You don't often need to change this unless you know what you're doing and need to add custom files, folders, or system packages directly.
FROM python:3.12-slim
COPY --from=ghcr.io/astral-sh/uv:0.6.4 /uv /uvx /bin/
# Install system dependencies
RUN apt-get update && apt-get install -y \
build-essential \
postgresql-client \
&& apt-get clean
# Install Python dependencies
COPY my-agent/pyproject.toml /app/my-agent/pyproject.toml
WORKDIR /app/my-agent
RUN uv pip install --system .
# Copy agent code
COPY my-agent/project /app/my-agent/project
# Run ACP server
CMD ["uvicorn", "project.acp:acp", "--host", "0.0.0.0", "--port", "8000"]

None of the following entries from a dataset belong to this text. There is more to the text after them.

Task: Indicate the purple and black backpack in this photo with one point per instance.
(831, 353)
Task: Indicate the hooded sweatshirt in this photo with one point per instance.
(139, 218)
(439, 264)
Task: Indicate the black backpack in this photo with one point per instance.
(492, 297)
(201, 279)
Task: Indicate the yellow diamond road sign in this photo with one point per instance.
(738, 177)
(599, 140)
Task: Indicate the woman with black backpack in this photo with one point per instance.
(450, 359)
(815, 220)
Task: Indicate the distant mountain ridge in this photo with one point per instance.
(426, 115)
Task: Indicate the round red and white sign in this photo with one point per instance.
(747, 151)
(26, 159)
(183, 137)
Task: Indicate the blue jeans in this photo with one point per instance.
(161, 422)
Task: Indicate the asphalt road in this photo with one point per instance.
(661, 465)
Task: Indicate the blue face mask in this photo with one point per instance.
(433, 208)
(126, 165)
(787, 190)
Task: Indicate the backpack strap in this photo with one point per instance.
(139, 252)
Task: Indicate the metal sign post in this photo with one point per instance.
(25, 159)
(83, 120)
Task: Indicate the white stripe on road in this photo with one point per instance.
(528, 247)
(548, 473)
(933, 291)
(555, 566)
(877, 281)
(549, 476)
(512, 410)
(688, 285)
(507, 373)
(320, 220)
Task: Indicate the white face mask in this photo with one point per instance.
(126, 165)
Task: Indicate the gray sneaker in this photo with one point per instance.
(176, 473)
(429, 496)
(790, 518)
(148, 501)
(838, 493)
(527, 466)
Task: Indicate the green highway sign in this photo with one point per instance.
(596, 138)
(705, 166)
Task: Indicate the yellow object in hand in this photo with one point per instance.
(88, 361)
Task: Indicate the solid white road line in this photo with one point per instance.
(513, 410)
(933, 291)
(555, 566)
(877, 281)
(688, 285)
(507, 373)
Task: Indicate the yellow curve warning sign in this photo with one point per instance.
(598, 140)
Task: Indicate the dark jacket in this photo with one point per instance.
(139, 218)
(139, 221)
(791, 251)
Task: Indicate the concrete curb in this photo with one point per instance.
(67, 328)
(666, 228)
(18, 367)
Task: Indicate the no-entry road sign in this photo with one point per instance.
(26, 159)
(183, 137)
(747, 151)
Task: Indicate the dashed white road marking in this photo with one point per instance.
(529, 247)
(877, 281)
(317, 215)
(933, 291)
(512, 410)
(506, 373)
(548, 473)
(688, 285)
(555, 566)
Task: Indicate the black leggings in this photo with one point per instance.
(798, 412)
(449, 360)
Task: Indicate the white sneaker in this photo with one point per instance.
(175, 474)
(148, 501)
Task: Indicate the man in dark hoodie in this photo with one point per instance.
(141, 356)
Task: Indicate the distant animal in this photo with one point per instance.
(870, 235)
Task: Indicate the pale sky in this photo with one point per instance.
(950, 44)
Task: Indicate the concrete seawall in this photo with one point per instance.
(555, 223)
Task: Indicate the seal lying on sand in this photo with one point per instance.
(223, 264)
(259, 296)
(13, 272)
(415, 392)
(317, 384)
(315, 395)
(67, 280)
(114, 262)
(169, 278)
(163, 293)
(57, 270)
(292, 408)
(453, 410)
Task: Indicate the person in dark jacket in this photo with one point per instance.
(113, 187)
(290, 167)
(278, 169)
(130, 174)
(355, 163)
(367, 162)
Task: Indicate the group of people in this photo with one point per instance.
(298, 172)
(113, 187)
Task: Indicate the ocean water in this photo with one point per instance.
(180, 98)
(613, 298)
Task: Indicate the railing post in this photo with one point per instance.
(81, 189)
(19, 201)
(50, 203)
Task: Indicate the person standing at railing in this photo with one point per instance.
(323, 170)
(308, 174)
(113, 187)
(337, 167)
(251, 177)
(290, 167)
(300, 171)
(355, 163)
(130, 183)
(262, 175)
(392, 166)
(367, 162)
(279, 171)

For Temporal agents deployed as workers, the CMD is replaced with:
CMD ["python", "-m", "project.run_worker"]
.dockerignore¶
Excludes unnecessary files from the Docker build context. This keeps builds fast and prevents secrets from leaking into images.
# Python
__pycache__/
*.pyc
.venv/
# Environment
.env
.env.local
# Git
.git/
.gitignore
# IDE
.idea/
.vscode/
# Misc
.DS_Store
dev.ipynb¶
An interactive Jupyter notebook for testing your agent locally. It includes cells for connecting to your local backend, creating tasks, sending messages/events, and subscribing to responses.
# Setup
from agentex import AsyncAgentex
client = AsyncAgentex(base_url="http://localhost:8080")
# Create task
agent = await client.agents.retrieve(name="my-agent")
task = await client.tasks.create(agent_id=agent.id)
# Send message (Sync agents)
response = await client.messages.send(
task_id=task.id,
agent_id=agent.id,
content=TextContent(author="user", content="Hello!")
)
# Send event (Async/Temporal agents)
await client.events.send(
task_id=task.id,
agent_id=agent.id,
content=TextContent(author="user", content="Hello!")
)
# Subscribe to responses
async for message in client.tasks.subscribe(task_id=task.id):
print(f"{message.content.author}: {message.content.content}")
.env (Optional)¶
Store local environment variables for development. This file is automatically loaded when placed alongside your manifest.yaml file, but only for local development.
# .env
OPENAI_API_KEY=sk-your-key-here
DATABASE_URL=postgresql://localhost/mydb
CUSTOM_API_URL=https://api.example.com
For production: Use the credentials section in your manifest.yaml instead. See the Agent Configuration Files documentation for more details.
Security
Never commit .env to git! It's automatically excluded by .dockerignore and should be in your .gitignore.